Todo el día haciendo de profesor, poniéndose como si fuera el rey de la montaña: en casa, tu propia esposa te somete; y en las operaciones con criptomonedas sobrevives en los huecos, creyendo que lo tuyo es una barbaridad. Te crees un lobo de Siberia. Pero de repente me ves a mí y piensas que soy tu perdición, y que tu suerte se ha disparado. Entonces empiezas a oprimirme, a humillarme. Te cuelgas de un árbol y te pones a hacer “pi-pi”, diciendo que tú eres el que vale; que yo no. Haces “pi-pi” porque me consideras torpe.
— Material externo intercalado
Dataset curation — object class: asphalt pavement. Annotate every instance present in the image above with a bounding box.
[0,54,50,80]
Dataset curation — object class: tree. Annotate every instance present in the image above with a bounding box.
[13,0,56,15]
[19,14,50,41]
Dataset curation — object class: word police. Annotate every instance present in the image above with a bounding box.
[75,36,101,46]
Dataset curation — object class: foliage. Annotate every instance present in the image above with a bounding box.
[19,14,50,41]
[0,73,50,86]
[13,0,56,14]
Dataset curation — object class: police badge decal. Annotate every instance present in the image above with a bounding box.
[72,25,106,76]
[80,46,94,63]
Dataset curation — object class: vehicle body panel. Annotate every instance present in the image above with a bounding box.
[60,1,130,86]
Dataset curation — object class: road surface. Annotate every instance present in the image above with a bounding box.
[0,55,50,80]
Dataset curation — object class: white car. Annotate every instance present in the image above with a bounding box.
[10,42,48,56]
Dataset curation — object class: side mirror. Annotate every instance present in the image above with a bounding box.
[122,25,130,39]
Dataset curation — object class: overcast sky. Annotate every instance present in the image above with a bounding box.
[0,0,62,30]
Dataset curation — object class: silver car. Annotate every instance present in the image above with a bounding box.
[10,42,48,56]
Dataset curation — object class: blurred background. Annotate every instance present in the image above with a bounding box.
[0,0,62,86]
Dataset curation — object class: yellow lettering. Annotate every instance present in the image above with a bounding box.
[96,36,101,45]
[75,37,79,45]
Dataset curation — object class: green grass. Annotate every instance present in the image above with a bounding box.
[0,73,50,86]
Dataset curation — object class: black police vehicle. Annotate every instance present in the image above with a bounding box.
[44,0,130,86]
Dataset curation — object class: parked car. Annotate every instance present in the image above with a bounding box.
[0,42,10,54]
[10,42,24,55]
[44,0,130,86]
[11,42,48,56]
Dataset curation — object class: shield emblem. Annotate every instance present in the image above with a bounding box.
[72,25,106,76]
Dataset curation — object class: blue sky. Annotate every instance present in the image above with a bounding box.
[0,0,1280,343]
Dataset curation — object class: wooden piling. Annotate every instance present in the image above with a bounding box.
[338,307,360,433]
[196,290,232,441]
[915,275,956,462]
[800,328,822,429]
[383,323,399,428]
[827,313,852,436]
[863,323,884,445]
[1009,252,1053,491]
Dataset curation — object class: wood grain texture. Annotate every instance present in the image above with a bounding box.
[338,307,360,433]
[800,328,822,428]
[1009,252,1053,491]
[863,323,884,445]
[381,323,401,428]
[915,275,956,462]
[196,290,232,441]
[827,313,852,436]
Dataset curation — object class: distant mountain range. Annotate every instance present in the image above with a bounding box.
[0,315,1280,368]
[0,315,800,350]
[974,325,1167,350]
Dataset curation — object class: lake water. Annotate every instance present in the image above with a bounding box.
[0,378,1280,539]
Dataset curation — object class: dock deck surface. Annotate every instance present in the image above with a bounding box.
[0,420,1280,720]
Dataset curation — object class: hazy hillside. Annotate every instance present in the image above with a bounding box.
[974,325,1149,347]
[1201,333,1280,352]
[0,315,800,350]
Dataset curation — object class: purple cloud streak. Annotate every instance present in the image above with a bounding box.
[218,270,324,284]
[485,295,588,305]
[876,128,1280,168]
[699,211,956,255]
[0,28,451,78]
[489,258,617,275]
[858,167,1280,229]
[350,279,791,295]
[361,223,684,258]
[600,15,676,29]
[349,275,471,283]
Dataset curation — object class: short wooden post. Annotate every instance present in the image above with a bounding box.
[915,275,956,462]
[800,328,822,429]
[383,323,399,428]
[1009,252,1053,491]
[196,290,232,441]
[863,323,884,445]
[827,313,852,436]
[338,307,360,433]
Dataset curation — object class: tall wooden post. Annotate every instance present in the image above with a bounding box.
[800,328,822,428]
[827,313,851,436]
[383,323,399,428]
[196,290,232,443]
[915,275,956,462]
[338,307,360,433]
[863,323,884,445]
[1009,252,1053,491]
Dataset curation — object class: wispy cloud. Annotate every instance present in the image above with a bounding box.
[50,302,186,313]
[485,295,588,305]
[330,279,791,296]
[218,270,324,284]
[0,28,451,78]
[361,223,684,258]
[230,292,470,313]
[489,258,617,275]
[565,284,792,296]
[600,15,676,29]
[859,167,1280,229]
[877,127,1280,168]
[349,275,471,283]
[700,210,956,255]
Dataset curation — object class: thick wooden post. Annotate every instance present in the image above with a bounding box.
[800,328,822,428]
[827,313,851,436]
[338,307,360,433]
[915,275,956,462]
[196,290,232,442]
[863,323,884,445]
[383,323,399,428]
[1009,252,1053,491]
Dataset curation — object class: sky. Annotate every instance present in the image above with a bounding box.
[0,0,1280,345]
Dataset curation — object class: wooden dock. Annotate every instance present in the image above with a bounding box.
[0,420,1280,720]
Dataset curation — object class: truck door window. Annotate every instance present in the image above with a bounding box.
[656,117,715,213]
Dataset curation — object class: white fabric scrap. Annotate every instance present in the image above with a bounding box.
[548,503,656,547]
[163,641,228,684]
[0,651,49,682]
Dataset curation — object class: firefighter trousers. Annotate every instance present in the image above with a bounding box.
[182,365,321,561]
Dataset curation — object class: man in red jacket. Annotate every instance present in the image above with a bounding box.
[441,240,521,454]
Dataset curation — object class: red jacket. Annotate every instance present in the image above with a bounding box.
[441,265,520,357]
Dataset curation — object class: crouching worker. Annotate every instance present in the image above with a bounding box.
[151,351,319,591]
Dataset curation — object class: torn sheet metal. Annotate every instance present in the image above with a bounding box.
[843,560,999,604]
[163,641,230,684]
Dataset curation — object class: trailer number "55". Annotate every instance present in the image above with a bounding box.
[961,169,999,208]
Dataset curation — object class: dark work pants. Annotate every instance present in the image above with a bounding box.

Eres el más increíble, el más grande. Hasta los sapos en el campo del pueblo se ponen a croar a tu alrededor, diciendo que eres una maravilla. ¿Y yo qué? ¿Cómo vas a pretender que un viejo como tú me toque? Nosotros, los jóvenes de la nueva era, no permitimos que un cerdo como tú, con aires de profesor, se venga arriba y entre en modo “pasión” para hacerme “pi-pi” y hablarme mal.
Esta noche, solo con pensarte, siento que hasta el mundo se ha vuelto gris. ¿Cómo puedes tratarme así?
Eres el más increíble, el más grande. Hasta los sapos en el campo del pueblo se ponen a croar a tu alrededor, diciendo que eres una maravilla. ¿Y yo qué? ¿Cómo vas a pretender que un viejo como tú me toque? Nosotros, los jóvenes de la nueva era, no permitimos que un cerdo como tú, con aires de profesor, se venga arriba y entre en modo “pasión” para hacerme “pi-pi” y hablarme mal.
Esta noche, solo con pensarte, siento que hasta el mundo se ha vuelto gris. ¿Cómo puedes tratarme así?